Cécile Delanoë

Travailler le verre, c’est sculpter l’intangible. Chaque pièce est un souffle d’eau et de lumière, une mémoire fluide que mes mains rendent visible.

Il y a chez Cécile Delanoë un fil invisible qui relie les gestes, les matières et les mondes. Un fil de lumière, sans doute. C’est peut-être pour cela que le verre s’est imposé à elle comme une matière d’élection : translucide, parfois tranchant, parfois fluide, toujours vivant. Pourtant, avant de devenir artiste verrière, Cécile explore une autre scène : celle du théâtre. Formée au costume, elle travaille pour les arts vivants, crée des silhouettes, imagine des univers textiles. Puis, en 2014, elle quitte les coulisses pour l’inconnu, et part plonger au cœur de l’Indonésie. Là, sous la surface, commence un autre récit.

Pendant plusieurs années, elle vit au rythme de l’océan, en tant qu’instructrice de plongée. Ses journées sont rythmées par les marées, les descentes dans le silence bleu, les rencontres marines. Cette expérience sensorielle, presque mystique, marque un tournant. Elle commence à dessiner, à noter, à rêver. Des méduses, des formes aquatiques, des mouvements lents, suspendus. L’eau devient son vocabulaire, les méduses sa grammaire poétique. Elle comprend que ce monde, aussi sublime qu’éphémère, doit être traduit, incarné, raconté.

De retour en Europe, elle revient à ses origines : l’atelier verrier, le four, la matière. Le projet Abyssal naît comme une évidence. Il s’agit de recréer, en verre, la présence spectrale de ces êtres marins. Non pas pour les figer, mais pour les offrir au regard, comme une immersion sans palme ni tuba.

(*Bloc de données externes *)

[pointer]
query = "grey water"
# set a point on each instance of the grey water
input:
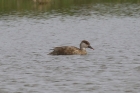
(113, 67)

Le travail de Cécile est autant un hommage à la beauté du vivant qu’une réflexion sur sa fragilité. Chaque méduse est pensée comme un fragment d’océan capturé dans la lumière.

Le processus de fabrication est complexe, minutieux. Cécile utilise des plaques de verre float, thermoformées à des températures précises. Chaque pièce, chaque tentacule, est façonnée à la main, à partir de moules uniques. Certaines œuvres sont intégrées à un système LED intelligent, piloté par un programme informatique. Ce dispositif permet de faire vibrer la lumière de façon autonome, de rendre chaque sculpture modulable et immersive. D’autres méduses, plus domestiques, sont équipées d’ampoules à filament, diffusant une lumière chaude et texturée, idéale pour intégrer un intérieur contemporain.

Mais au-delà de la technique, ce qui saisit, c’est l’émotion. Les méduses de Cécile ne sont pas des objets décoratifs. Ce sont des présences. Suspendues, elles flottent dans l’espace comme dans l’eau, entre sculpture et installation lumineuse. Leur transparence, leur texture presque organique, évoquent à la fois le rêve, la mémoire, et l’alerte. Elles semblent nous murmurer qu’il est encore temps d’agir, qu’il est urgent de regarder autrement ce monde qui disparaît.

Le verre, chez Cécile Delanoë, devient un langage de l’éveil. Il matérialise une poésie silencieuse, une écologie sensible. Abyssal n’est pas seulement une série : c’est un manifeste artistique, un écho lumineux venu des profondeurs. Une œuvre qui fait de la lumière un cri doux, un appel à la contemplation, à la conscience, et à la beauté.